In one of last summer’s Olive magazines was a burger recipe which has now become my standard burger mix. It is beautiful in its simplicity and it consistently yields delicious results. These burgers taste beefy, which I think you’ll agree is important, they have just the right amount of additions to enhance the flavor of the meat without overpowering it, they are juicy and, equally important, the mix takes about five minutes to make. It has some obvious ingredients – Worcestershire sauce, grated shallot (much better than onion, can I just say) – but also some that don’t necessarily spring to mind like Dijon mustard. The recipe also has a great burger sauce recipe which I didn’t use for these burgers, but come summer I’ll slap it on every available edible surface. It is ketchup, Dijon, mayonnaise, gherkins and shallot! ike a slightly nicer version of Thousand Island dressing, heaven.
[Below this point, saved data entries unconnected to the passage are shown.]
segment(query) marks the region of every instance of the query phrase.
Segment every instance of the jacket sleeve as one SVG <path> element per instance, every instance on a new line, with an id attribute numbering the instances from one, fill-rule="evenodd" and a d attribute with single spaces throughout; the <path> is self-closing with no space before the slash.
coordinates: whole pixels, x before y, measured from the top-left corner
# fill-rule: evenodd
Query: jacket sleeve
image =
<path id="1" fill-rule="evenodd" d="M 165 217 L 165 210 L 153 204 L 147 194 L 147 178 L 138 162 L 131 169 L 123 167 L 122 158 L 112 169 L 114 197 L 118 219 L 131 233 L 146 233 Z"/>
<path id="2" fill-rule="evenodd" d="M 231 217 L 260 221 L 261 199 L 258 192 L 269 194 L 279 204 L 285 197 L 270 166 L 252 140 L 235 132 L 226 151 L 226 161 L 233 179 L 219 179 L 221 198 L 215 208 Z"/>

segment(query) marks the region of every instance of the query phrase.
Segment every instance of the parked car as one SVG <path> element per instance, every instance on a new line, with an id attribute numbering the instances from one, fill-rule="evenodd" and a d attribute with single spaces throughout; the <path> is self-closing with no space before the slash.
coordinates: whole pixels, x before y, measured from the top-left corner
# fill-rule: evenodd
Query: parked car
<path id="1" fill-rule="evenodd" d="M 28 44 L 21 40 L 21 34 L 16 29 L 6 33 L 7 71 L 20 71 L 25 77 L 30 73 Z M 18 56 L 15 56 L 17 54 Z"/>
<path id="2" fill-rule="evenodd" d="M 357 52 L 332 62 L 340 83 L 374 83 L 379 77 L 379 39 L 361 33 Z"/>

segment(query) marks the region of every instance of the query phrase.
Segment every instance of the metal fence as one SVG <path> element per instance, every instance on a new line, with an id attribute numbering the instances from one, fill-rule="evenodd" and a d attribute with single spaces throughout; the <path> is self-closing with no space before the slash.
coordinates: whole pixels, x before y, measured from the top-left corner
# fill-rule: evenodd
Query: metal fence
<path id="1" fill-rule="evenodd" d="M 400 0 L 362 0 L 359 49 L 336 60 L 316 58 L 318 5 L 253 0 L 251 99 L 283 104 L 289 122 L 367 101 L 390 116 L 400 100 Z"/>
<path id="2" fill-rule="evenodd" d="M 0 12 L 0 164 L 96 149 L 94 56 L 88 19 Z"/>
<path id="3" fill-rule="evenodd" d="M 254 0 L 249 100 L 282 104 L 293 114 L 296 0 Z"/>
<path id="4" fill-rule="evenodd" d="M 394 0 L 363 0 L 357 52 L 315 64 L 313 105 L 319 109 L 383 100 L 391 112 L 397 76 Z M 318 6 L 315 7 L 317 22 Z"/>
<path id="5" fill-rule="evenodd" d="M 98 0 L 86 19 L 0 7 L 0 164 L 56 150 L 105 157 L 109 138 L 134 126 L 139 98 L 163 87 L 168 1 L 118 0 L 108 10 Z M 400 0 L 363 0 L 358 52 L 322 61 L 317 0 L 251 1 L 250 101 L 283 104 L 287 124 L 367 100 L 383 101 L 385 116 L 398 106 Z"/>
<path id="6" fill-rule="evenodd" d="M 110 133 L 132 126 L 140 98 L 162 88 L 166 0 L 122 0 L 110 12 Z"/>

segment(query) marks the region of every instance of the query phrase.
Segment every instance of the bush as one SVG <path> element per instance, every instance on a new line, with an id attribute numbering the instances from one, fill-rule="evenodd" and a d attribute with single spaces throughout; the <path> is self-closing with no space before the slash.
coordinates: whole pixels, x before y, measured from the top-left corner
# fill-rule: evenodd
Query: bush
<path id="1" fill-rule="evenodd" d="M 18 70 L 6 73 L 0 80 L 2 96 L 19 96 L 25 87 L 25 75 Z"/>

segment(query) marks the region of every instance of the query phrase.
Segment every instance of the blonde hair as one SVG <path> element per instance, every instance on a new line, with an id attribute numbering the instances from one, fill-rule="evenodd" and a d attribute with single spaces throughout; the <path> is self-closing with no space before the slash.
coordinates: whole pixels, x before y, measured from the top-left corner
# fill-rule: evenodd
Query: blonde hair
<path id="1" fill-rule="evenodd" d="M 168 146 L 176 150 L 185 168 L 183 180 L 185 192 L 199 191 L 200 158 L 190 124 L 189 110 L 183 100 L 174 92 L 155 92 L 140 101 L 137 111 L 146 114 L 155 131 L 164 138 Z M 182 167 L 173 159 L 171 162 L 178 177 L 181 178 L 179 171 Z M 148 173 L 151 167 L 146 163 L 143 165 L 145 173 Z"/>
While I didn’t think that burger sauce would work with the blue cheese, I also didn’t think mayonnaise would do justice to this burger, so I decided to make tomato jam – blue cheese, cheeseboard, chutney, tomato jam. Obvious train of thought. I followed a Bon Appetit recipe, but it just turned out like tomato sauce rather than jam – in fact I made spaghetti with it the next day, so let’s not kid ourselves, it was tomato sauce. It didn’t quite have the consistency I was after, although it tasted good on the burger. I think some sort of really intense, savory chutney would be great on this to cut through the blue cheese hum.
The blue cheese I used was Cambozola, which I hadn’t heard of before, but seemed to be a mixture of Camembert and Gorgonzola, which sounds like a match made in heaven. My husband, who is not quite as big a blue cheese fan, thought it was ‘strong’ on the blue front, but it was very mild and creamy and melted really well just being on top of the hot burger.
The bacon didn’t make the whole thing too salty, helped by the acidity of the tomato ‘jam’ and the fact that the blue wasn’t particularly strong I think. It was a tasty burger and it kicked my blue cheese craving, for the moment at least.